# sentra vs protege???



## microsweper (Jun 30, 2003)

my 97 1.6 should have no problems beating a 99 1.6 mazda protege should it? both stock


----------



## Gimp (Jun 9, 2002)

On a track, right?!


----------



## pete? (Jul 6, 2004)

well i have no idea......did you search for the specs? it depends on how close each are. they have the same displacement. it may be rather close. on a track........


----------



## pete? (Jul 6, 2004)

its seems you may, the stock BHP is 104 according to MSN autos


----------



## Radioaktiv (Feb 12, 2004)

my money would probably be on the Protoge'


----------



## I'm tired of my usernamee (Feb 16, 2004)

i wanna drive the Mazdaspeed Protege....


----------



## pete? (Jul 6, 2004)

but this car is said to have "10" HP less than us......now it depends on who has an auto and who dosent.


----------



## sethwas (Apr 30, 2002)

Is this a roadcourse or a dragstrip. at the strip the torque of the nissan should pull ahead, but on the track the handling of the protege should win.

Seth


----------



## microsweper (Jun 30, 2003)

no not on a track or on the street just curious my girlfriend just turned 17 and got a car so i was wondering. but ya mines auto and hers is manuel and mine is defenatly not stock but i wanted to know what they would be like if they were. soo thanks for the posts!!!!!


----------



## pete? (Jul 6, 2004)

oh damnit boy! just agree! edit your post! you should know the rules, NO STREET RACING, and for good reasons.


----------



## I'm tired of my usernamee (Feb 16, 2004)

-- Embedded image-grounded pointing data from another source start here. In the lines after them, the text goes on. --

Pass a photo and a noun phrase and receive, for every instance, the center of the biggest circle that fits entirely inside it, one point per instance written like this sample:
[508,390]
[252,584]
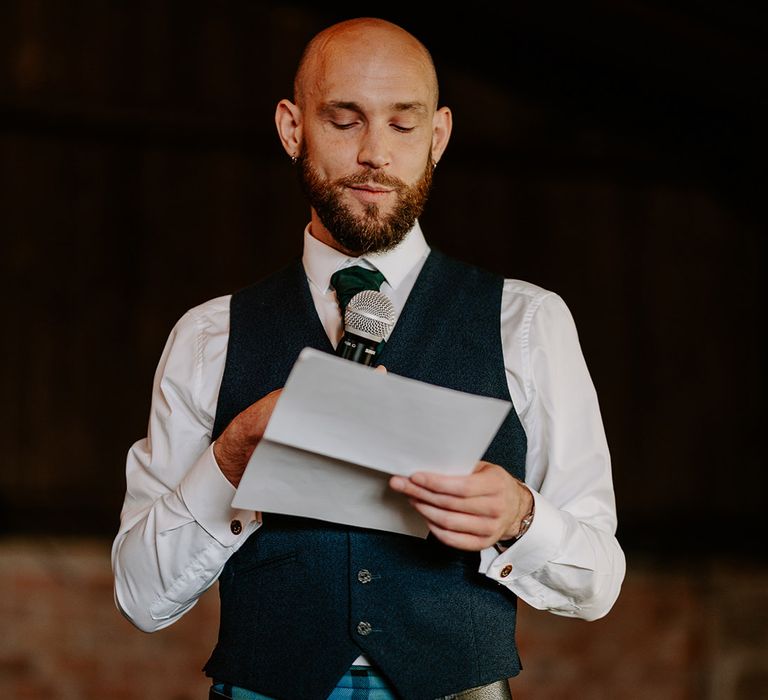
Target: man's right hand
[236,444]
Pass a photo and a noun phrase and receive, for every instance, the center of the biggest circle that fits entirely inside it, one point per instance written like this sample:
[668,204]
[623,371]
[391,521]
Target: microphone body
[368,321]
[358,349]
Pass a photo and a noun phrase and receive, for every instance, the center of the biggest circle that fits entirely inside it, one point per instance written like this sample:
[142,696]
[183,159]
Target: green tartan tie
[351,280]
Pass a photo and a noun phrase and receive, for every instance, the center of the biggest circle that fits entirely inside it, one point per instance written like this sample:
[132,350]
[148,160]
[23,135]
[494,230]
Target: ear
[441,132]
[289,126]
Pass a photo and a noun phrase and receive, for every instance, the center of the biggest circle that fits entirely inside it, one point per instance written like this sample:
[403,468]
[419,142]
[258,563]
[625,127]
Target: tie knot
[351,280]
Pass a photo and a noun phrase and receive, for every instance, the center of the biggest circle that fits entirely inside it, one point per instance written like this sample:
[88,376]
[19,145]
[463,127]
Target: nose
[374,149]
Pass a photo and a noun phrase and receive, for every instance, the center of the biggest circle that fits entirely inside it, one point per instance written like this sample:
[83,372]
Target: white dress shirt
[176,530]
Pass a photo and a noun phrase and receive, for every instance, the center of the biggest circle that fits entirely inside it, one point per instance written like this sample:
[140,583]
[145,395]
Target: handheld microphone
[368,320]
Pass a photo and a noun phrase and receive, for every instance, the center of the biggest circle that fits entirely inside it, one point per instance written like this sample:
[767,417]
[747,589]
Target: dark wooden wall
[614,152]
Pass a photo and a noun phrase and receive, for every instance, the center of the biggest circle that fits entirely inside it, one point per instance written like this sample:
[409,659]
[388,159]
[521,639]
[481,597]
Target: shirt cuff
[538,546]
[207,494]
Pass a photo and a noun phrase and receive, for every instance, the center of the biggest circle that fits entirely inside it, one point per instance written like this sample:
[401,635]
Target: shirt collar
[321,261]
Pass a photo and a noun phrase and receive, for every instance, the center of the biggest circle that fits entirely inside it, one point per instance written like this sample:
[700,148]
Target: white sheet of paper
[340,429]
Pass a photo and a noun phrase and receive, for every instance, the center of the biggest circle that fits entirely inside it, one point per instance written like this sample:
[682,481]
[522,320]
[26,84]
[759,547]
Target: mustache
[365,177]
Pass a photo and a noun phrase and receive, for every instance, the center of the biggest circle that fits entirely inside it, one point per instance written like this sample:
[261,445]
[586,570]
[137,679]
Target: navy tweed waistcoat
[291,600]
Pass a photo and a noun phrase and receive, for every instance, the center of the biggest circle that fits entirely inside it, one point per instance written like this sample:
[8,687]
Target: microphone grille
[370,314]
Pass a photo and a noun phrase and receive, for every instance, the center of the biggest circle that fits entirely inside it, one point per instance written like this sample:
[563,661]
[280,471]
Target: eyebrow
[334,105]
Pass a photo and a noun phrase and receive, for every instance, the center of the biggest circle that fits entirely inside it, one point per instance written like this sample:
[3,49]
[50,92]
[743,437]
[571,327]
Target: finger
[478,505]
[469,524]
[481,483]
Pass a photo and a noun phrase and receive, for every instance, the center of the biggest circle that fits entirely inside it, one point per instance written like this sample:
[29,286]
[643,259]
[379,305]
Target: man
[302,600]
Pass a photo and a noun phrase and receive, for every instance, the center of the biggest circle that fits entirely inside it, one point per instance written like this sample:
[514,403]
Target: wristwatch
[525,523]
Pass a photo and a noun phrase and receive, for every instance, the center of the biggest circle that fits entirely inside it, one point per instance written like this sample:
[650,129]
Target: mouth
[370,193]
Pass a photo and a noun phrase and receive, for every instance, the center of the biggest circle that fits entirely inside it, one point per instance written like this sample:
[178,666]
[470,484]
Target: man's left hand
[469,512]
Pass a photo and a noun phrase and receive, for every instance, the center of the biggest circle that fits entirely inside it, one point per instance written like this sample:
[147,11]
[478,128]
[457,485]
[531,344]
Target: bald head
[374,41]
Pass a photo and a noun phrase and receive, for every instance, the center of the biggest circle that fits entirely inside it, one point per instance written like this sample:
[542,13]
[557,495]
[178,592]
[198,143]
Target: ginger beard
[372,231]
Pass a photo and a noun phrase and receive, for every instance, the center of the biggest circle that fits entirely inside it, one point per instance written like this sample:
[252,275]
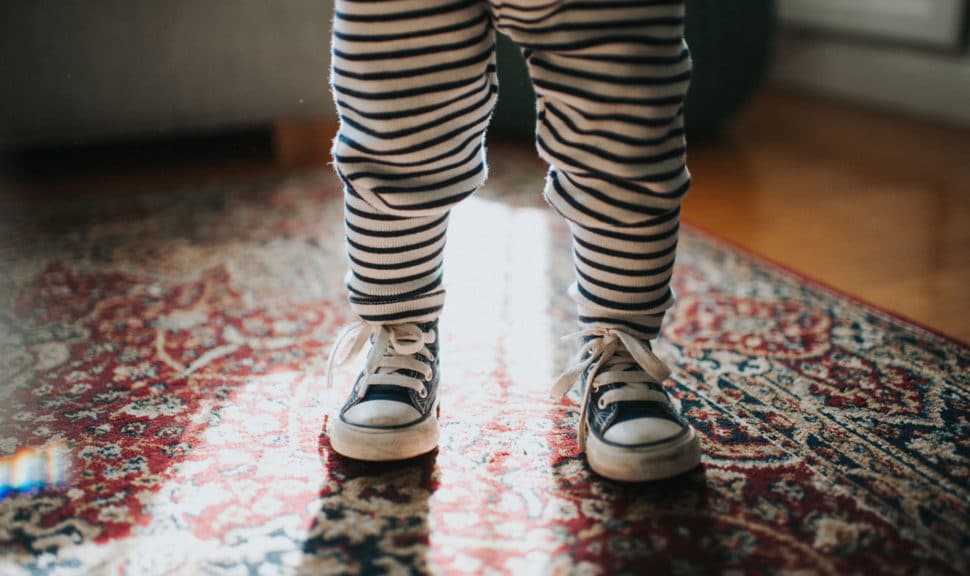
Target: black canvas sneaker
[628,427]
[392,411]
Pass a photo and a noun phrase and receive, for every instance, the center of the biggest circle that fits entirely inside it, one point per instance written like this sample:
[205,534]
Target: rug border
[821,284]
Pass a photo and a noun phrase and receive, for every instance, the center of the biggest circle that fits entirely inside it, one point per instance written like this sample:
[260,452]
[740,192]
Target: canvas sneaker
[628,427]
[392,411]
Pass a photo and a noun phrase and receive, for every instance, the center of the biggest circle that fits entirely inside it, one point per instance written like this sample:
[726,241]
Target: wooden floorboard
[875,204]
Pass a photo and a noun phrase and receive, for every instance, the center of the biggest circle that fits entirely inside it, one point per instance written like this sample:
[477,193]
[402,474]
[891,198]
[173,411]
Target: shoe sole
[380,445]
[643,464]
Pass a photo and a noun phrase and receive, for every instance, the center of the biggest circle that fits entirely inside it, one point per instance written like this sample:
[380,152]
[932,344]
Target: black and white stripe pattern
[414,82]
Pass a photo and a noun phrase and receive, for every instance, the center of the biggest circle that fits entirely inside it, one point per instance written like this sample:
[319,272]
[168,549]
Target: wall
[918,75]
[72,72]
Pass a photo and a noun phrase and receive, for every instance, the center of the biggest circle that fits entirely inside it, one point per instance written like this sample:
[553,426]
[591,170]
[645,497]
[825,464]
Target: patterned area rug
[171,347]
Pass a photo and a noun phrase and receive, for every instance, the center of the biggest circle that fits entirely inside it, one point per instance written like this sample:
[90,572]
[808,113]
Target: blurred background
[830,135]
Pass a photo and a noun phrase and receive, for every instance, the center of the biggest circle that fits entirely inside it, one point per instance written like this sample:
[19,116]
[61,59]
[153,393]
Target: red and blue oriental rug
[162,406]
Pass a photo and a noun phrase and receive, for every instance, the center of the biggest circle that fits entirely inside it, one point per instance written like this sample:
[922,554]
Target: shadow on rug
[172,345]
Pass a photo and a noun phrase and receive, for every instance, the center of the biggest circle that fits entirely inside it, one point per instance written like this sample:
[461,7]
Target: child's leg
[611,80]
[414,83]
[610,125]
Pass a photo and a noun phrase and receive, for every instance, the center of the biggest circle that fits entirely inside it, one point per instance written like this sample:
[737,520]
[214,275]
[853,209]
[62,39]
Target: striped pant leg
[414,85]
[611,78]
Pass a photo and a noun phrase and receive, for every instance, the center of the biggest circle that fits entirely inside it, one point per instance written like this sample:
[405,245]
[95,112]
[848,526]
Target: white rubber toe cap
[641,431]
[381,413]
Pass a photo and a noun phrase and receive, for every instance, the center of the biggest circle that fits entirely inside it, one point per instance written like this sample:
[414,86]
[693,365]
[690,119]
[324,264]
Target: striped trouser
[415,83]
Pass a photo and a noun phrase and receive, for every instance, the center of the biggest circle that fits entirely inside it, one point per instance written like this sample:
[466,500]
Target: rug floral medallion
[171,347]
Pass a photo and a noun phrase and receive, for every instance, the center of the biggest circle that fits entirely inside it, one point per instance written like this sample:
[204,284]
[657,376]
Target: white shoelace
[609,355]
[394,348]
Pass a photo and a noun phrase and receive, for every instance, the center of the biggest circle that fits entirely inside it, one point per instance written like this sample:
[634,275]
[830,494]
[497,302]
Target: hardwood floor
[875,204]
[872,203]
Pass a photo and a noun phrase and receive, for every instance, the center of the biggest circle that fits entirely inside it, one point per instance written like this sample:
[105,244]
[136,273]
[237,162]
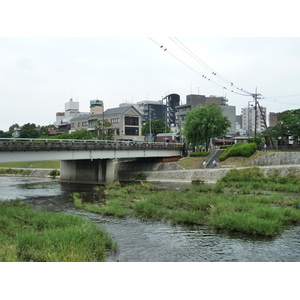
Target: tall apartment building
[248,120]
[172,101]
[272,119]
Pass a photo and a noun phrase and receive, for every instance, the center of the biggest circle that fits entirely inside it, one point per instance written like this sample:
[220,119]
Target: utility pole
[255,96]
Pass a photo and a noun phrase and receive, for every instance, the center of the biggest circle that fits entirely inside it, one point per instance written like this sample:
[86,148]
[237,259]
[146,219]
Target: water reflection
[155,241]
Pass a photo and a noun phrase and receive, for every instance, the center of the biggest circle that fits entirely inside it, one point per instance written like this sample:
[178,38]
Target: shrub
[54,173]
[199,154]
[239,149]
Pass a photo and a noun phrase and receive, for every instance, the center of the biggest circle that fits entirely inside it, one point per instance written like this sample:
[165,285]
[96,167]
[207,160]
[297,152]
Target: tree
[4,134]
[203,123]
[82,134]
[104,131]
[157,126]
[29,131]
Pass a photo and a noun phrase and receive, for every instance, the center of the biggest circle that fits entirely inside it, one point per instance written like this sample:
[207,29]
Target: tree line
[201,124]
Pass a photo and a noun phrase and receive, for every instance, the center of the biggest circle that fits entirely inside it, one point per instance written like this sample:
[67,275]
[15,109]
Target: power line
[242,92]
[189,52]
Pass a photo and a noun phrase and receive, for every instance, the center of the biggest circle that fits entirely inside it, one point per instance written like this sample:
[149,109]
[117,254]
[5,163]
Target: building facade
[249,115]
[193,101]
[126,122]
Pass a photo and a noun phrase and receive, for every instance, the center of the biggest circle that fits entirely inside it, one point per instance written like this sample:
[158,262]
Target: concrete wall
[277,158]
[207,175]
[89,171]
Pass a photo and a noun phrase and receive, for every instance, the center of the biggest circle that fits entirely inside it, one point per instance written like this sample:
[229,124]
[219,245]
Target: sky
[43,65]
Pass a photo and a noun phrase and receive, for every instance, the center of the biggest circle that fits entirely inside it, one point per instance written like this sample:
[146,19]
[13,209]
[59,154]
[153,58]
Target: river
[154,241]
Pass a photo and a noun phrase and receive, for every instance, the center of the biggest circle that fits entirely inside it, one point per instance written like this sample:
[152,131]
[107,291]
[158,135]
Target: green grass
[29,235]
[239,203]
[10,171]
[32,164]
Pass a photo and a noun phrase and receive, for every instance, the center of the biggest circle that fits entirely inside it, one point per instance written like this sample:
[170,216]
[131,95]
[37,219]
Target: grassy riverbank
[29,235]
[244,201]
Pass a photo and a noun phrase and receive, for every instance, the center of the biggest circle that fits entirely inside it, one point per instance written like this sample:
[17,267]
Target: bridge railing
[28,144]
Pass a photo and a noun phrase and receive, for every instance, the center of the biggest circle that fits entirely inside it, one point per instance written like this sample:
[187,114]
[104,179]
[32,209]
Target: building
[126,120]
[172,101]
[273,119]
[63,118]
[193,101]
[248,120]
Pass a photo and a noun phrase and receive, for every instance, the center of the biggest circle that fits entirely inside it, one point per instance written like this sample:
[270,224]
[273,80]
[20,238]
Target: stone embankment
[172,172]
[277,158]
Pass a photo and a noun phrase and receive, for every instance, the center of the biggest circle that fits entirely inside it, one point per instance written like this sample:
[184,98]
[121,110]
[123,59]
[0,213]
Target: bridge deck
[13,150]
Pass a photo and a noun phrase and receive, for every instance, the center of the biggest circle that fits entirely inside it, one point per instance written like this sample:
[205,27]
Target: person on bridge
[214,164]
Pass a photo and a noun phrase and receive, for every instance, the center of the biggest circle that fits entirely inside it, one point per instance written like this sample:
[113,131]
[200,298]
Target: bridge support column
[89,171]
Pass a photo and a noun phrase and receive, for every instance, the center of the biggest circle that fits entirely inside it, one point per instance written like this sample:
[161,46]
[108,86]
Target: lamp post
[281,127]
[249,123]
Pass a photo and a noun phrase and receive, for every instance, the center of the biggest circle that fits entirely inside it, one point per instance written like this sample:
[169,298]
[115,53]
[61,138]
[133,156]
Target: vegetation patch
[54,173]
[29,235]
[243,201]
[239,149]
[19,172]
[199,154]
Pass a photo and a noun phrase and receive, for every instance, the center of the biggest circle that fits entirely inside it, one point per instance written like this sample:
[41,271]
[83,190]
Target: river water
[154,241]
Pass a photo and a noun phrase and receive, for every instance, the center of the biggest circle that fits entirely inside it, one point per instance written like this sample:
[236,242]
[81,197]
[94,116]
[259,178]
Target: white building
[248,120]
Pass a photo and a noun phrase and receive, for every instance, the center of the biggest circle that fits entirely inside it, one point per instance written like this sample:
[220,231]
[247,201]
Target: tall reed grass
[29,235]
[244,201]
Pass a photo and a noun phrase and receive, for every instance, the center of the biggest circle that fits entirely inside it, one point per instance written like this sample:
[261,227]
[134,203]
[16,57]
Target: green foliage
[9,171]
[256,139]
[82,134]
[157,126]
[290,120]
[244,175]
[234,204]
[29,131]
[54,173]
[199,154]
[104,131]
[28,235]
[5,134]
[203,123]
[239,149]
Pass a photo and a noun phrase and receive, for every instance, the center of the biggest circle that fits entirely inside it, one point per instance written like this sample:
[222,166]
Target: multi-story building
[273,119]
[193,101]
[172,101]
[126,121]
[249,115]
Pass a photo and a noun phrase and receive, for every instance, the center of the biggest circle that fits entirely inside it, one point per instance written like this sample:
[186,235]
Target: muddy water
[140,241]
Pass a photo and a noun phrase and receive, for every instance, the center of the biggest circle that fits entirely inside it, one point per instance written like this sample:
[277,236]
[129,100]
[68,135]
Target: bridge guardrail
[17,144]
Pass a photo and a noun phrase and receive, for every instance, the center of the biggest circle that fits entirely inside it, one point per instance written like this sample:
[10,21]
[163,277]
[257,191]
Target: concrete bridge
[86,161]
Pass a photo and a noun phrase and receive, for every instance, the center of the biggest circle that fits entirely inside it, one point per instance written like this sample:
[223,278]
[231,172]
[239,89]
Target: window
[115,120]
[134,121]
[131,131]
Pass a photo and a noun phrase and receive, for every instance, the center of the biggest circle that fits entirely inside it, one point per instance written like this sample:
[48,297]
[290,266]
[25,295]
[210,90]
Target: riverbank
[243,201]
[30,235]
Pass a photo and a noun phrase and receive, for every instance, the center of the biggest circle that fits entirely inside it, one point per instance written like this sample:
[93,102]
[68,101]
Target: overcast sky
[38,75]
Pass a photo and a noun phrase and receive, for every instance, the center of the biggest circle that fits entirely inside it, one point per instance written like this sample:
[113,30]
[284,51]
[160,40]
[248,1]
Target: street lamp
[281,127]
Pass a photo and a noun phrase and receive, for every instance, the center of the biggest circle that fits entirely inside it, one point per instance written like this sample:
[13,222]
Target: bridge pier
[103,171]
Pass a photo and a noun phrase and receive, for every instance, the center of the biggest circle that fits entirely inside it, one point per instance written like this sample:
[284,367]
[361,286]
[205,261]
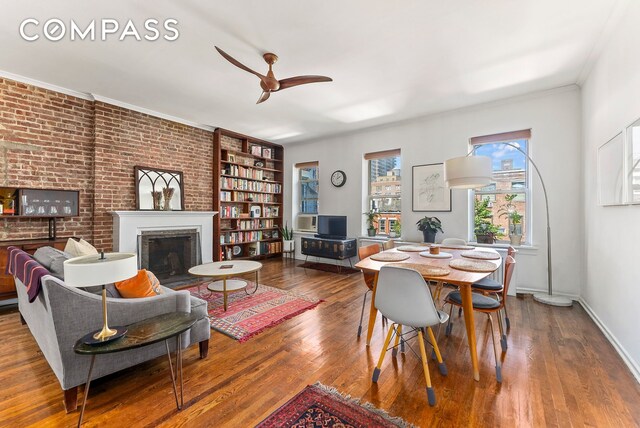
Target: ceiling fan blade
[238,63]
[302,80]
[264,97]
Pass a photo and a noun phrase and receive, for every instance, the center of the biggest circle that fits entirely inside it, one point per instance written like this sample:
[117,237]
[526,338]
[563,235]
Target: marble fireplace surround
[128,225]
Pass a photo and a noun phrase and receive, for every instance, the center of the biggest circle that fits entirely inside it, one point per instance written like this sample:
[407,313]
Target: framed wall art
[611,172]
[429,192]
[158,189]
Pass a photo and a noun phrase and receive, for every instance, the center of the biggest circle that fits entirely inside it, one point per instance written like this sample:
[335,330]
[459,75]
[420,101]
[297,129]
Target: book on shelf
[229,183]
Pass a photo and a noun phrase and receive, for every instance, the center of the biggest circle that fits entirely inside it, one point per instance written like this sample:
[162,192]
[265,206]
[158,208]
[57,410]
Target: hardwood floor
[559,371]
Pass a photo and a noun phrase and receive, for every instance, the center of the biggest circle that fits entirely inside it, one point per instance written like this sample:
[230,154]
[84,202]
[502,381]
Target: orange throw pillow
[138,286]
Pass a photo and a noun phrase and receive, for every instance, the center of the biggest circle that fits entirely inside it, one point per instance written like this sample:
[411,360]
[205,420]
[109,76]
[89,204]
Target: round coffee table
[224,270]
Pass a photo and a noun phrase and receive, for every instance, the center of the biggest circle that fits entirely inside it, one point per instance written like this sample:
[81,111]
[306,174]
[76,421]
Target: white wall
[610,102]
[553,116]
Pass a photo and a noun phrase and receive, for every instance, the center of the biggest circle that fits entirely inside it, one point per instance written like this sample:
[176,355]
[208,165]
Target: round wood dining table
[460,278]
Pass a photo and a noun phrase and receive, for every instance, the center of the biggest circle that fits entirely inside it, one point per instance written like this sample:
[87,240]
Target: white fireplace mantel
[128,225]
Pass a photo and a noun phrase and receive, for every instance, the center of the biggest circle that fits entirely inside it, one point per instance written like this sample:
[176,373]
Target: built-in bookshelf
[247,193]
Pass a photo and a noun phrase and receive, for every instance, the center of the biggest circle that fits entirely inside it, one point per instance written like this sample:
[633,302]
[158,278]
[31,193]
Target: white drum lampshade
[101,269]
[88,271]
[467,172]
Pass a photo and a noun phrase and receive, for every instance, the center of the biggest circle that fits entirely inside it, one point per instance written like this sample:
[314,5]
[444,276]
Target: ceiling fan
[269,83]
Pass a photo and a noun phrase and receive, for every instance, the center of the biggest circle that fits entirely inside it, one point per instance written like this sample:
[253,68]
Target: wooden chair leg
[503,336]
[506,315]
[376,371]
[447,331]
[399,340]
[441,365]
[431,395]
[71,399]
[204,348]
[495,349]
[364,301]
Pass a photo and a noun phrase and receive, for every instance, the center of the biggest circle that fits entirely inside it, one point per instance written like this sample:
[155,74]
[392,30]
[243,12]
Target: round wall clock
[338,178]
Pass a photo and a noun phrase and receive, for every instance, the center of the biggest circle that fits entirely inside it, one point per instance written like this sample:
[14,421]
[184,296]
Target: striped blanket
[27,270]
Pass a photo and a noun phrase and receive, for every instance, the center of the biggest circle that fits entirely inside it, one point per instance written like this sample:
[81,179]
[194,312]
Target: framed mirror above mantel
[158,189]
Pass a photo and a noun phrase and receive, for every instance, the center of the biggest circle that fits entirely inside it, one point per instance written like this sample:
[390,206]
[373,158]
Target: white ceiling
[390,60]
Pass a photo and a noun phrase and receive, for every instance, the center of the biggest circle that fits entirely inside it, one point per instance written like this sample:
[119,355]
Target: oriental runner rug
[249,315]
[321,406]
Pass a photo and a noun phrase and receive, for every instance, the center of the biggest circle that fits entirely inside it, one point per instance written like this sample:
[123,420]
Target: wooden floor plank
[559,371]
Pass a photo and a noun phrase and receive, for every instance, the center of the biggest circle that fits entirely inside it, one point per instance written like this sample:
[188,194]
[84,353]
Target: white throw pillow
[79,248]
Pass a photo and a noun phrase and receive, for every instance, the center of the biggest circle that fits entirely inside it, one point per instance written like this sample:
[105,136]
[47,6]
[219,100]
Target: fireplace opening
[169,254]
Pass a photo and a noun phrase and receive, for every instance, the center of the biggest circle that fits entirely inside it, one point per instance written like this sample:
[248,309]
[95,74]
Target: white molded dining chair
[403,296]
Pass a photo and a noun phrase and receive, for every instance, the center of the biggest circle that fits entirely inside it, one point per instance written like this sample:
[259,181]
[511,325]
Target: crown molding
[45,85]
[153,113]
[96,97]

he said NOT on a track or street. hes just curious, doesnt want to race....


----------



## Radioaktiv (Feb 12, 2004)

dont think he was gonna race em

he just wanted to know which is faster in stock trim


----------



## pete? (Jul 6, 2004)

ohhhhh i didnt pick that up. i didnt want scott to lay the smack down. :cheers:


----------



## I'm tired of my usernamee (Feb 16, 2004)

meh, its all good


----------



## Gimp (Jun 9, 2002)

1.6pete said:


> ohhhhh i didnt pick that up. i didnt want scott to lay the smack down. :cheers:


That's okay Pete, don't think ya could!  OOOOOOHHHH!! Did I type that out loud?! :cheers:


----------



## Nismo1997 (Dec 26, 2003)

With everyone in the Ga wanna race, why dont some1 run me in here Ga :thumbup:


----------



## asleepz (Feb 24, 2004)

I live in New Orleans, if you wanna drive a bit I'll run ya


----------